Gemeinsames Essen verbindet

Im Saal des reformierten Kirchgemeindehauses wird jeden Montagabend ein feines Nachtessen mit Dessert serviert, das für Menschen bestimmt ist, die gerne in Gesellschaft essen oder sich dasselbe nicht leisten können.

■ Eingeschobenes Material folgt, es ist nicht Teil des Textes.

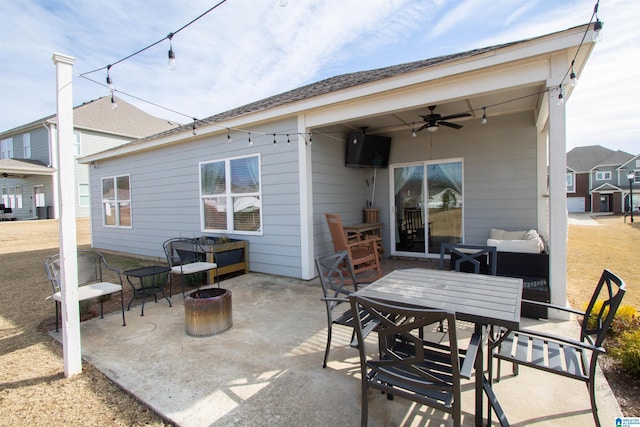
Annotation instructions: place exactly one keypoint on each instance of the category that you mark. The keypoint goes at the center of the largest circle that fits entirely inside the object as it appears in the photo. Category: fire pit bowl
(207, 312)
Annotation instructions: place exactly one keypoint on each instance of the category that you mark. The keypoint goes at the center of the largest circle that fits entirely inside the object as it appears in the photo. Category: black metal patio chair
(91, 281)
(331, 271)
(408, 366)
(564, 356)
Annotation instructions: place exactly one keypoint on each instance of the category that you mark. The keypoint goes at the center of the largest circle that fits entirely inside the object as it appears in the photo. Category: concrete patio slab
(267, 369)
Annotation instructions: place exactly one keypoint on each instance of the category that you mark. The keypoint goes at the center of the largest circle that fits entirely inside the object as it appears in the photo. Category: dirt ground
(34, 391)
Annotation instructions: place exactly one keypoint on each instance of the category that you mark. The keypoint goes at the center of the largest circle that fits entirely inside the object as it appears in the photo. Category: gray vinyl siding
(165, 197)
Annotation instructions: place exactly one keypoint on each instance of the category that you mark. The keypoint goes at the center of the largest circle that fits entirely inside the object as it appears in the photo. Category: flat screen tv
(367, 151)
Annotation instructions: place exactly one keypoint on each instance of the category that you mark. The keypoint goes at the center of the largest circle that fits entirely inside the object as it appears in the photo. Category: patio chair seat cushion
(194, 267)
(94, 290)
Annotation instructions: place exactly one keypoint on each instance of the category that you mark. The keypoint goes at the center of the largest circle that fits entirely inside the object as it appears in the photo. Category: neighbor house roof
(584, 159)
(20, 167)
(97, 115)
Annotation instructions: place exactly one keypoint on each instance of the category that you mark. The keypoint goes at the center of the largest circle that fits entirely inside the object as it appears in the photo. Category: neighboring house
(282, 159)
(597, 180)
(28, 154)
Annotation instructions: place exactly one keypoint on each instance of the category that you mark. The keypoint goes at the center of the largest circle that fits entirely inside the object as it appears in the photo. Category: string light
(109, 81)
(560, 95)
(172, 54)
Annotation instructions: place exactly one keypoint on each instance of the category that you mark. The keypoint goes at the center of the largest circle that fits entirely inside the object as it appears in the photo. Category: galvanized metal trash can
(207, 312)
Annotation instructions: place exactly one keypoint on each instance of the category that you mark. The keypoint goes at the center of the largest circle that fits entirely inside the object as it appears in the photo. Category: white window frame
(115, 203)
(39, 196)
(6, 148)
(569, 179)
(26, 145)
(229, 196)
(77, 144)
(84, 199)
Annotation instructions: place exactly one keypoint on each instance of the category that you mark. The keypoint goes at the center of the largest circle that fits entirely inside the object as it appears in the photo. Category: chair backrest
(599, 313)
(181, 250)
(331, 271)
(401, 349)
(470, 258)
(90, 268)
(336, 229)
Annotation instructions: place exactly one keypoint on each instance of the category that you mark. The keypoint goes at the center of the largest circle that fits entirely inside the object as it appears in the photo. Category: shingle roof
(333, 84)
(583, 159)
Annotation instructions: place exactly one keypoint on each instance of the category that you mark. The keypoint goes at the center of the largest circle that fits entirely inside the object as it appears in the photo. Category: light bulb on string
(109, 81)
(597, 30)
(172, 54)
(561, 96)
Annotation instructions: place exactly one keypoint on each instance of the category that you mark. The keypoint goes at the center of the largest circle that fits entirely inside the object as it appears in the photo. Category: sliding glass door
(427, 205)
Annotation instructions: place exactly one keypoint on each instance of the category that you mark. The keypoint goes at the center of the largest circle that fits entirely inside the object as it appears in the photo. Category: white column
(306, 201)
(67, 209)
(558, 228)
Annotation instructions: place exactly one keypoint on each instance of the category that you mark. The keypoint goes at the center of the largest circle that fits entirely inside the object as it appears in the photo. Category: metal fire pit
(207, 312)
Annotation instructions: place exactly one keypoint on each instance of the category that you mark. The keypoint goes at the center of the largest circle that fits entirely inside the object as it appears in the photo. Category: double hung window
(230, 195)
(116, 201)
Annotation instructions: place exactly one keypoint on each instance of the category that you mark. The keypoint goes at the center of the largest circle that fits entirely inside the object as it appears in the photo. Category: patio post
(67, 208)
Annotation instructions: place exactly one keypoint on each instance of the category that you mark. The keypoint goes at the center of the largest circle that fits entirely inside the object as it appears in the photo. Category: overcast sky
(246, 50)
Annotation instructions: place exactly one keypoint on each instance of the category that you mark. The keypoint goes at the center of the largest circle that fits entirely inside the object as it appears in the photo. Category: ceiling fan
(434, 120)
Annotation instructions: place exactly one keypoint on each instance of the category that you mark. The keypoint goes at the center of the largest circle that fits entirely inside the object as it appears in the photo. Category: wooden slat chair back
(408, 366)
(565, 356)
(363, 253)
(91, 283)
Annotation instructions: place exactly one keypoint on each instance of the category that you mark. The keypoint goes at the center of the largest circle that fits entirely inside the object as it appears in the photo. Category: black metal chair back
(407, 366)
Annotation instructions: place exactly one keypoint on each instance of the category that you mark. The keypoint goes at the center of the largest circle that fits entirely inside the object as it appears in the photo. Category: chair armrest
(470, 356)
(570, 341)
(554, 306)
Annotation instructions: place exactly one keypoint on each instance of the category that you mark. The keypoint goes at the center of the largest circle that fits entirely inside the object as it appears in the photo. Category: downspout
(53, 162)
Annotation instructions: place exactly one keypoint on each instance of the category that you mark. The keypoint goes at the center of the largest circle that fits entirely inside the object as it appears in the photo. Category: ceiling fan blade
(451, 125)
(455, 116)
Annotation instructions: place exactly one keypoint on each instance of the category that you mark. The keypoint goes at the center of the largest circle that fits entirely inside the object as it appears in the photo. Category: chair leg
(122, 306)
(326, 352)
(591, 385)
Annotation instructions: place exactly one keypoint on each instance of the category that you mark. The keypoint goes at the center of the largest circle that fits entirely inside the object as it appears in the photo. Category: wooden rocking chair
(363, 253)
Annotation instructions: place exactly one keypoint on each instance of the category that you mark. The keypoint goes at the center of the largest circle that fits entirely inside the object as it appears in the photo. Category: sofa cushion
(525, 241)
(532, 246)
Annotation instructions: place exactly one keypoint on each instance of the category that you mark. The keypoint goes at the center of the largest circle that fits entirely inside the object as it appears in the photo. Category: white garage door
(575, 204)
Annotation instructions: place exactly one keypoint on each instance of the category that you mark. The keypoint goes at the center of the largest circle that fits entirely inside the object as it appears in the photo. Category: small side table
(151, 289)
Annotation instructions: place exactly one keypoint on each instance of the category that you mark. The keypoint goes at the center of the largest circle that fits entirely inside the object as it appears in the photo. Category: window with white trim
(38, 195)
(83, 195)
(77, 144)
(6, 148)
(116, 201)
(26, 145)
(230, 195)
(569, 178)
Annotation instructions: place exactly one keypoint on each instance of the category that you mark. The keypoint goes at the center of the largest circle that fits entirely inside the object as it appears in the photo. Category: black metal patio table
(481, 299)
(151, 288)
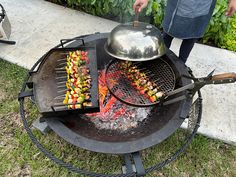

Guten Appetit: Gäste und Köchinnen geniessen eine warme Suppe. Vorne die beiden Initiantinnen, Prisca Jeanloz (l.) und Regine Kokontis (r.).  Foto: Jürg Jeanloz
Guten Appetit: Gäste und Köchinnen geniessen eine warme Suppe. Vorne die beiden Initiantinnen, Prisca Jeanloz (l.) und Regine Kokontis (r.). Foto: Jürg Jeanloz

Spontan und unbürokratisch haben sich die reformierte Seelsorgerin Regine Kokontis und Prisca Jeanloz entschlossen, eine «Laufechuchi» ins Leben zu rufen. Jeden Montagabend wird eine frische Mahlzeit zubereitet, die allen Menschen angeboten wird. Die Laufechuchi ist politisch und konfessionell neutral und soll zur Solidarität im Laufental beitragen. Geschlecht, kulturelle Zugehörigkeit oder soziale Herkunft sollen kein Hindernis sein, den Abend miteinander zu verbringen. «Wir begegnen einander mit Offenheit und Wertschätzung», lautet das Motto der beiden Initiantinnen.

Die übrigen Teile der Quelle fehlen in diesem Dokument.